Feds seek to recoup cleanup costs for Nassau County Superfund site
The federal government on Monday said it’s seeking to recoup the costs of investigating and cleaning up groundwater contamination at a superfund site in Nassau County from two businesses that it alleged had discharged hazardous chemicals there decades ago.
The companies — IMC Eastern Corporation and Island Transportation Corporation — were among businesses that contributed to the groundwater contamination and polluted 11 public water supply wells in Hicksville, the Village of Westbury, and the Town of Hempstead, according to a civil complaint filed against the companies on Monday in federal court by the office of Richard P. Donoghue, the United States Attorney in Brooklyn.
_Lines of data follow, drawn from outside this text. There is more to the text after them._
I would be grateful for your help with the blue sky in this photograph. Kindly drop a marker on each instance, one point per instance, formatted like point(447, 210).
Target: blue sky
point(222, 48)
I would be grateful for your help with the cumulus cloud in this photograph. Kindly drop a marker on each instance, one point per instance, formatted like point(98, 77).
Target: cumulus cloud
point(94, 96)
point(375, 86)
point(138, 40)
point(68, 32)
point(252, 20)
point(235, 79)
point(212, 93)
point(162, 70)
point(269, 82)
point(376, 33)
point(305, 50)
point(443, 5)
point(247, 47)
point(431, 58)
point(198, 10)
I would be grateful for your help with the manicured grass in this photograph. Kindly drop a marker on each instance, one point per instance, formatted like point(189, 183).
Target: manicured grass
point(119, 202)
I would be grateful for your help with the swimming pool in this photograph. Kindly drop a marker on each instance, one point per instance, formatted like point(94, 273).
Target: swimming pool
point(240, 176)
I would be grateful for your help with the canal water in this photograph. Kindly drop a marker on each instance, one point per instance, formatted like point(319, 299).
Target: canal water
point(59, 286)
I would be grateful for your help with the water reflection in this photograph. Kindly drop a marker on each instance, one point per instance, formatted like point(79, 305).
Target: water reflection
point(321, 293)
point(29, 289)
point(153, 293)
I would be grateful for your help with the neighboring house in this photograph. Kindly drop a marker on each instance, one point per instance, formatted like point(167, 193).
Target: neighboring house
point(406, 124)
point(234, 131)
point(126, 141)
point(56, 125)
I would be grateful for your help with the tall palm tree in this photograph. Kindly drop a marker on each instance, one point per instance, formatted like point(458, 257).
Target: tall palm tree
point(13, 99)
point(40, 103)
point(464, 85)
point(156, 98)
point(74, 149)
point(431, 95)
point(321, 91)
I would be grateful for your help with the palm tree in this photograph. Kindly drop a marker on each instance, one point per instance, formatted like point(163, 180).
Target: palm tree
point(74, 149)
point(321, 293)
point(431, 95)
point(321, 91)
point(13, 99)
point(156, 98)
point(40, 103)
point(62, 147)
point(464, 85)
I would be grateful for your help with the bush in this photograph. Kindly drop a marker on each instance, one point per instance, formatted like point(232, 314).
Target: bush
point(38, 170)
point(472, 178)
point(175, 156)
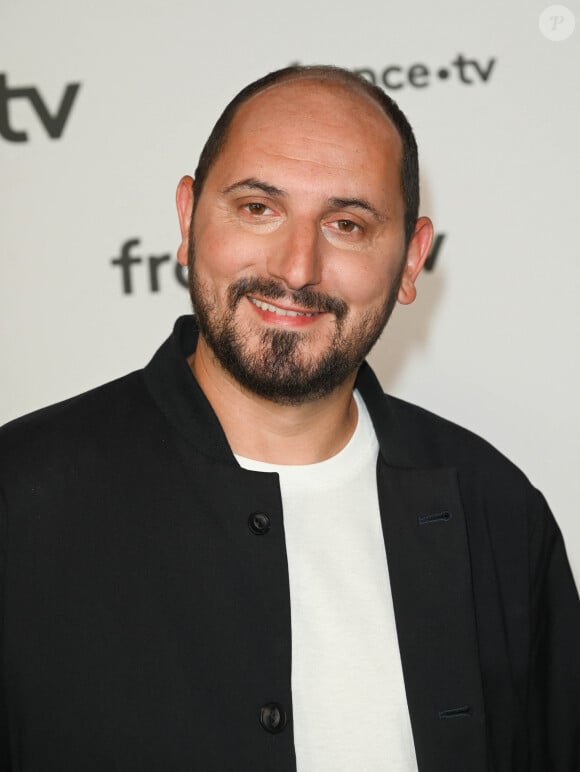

“Today’s filing serves as a warning to those who pollute our environment but refuse to take financial responsibility for their actions,” Donoghue said in a news release.
The complaint did not specify the amount of money the government is seeking to recover from IMC, formerly known as IMC Magnetics Corp., and Island Transportation, and a spokesman for Donoghue declined to specify the amount.
Officials at Island Transportation, based in West Babylon, and IMC, based in Nassau County, with its principal offices in Chatsworth, California, did not return calls for comment.
New Cassel/Hicksville Groundwater Contamination Superfund site, about 6.5 square miles large, includes residential, commercial and industrial areas within Nassau’s three towns. The site is part of a 170-acre industrial and commercial complex.
IMC, which operated at 570 Main St., in Westbury, from 1953 to 1992, manufactured and sold motors and air blowers, according to the complaint. Island Transportation, which operated at 299 Main St., also in Westbury, from at least 1971 to 1979, washed, repaired and refueled its trucks with gasoline at the facility.
Federal prosecutors in Brooklyn alleged that the companies, as part of their business operations, used toxic chemicals that included trichloroethylene, a common industrial degreaser used by machine shops and dry cleaner, and tetrachloroethylene, commonly used as an industrial solvent.
Trichloroethylene is a possible carcinogen and the U.S. Environmental Protection Agency classified tetrachloroethylene as a likely human carcinogen. Long-term exposure to tetrachloroethylene from drinking water or other sources can cause neurological damage and other health problems, the EPA said.
These and other toxic chemicals, federal prosecutors said, had entered groundwater off the sites operated by IMC and Island Transportation, and traveled south, impacting Long Island’s source of drinking water.
The 11 public water wells — six in Hicksville, four in Hempstead, and one in the Village of Westbury — pump water from a system of aquifers beneath the surface.
"The Superfund program is intended to make sure that those who contributed to contamination help pay for its cleanup," said EPA regional administrator Peter D. Lopez.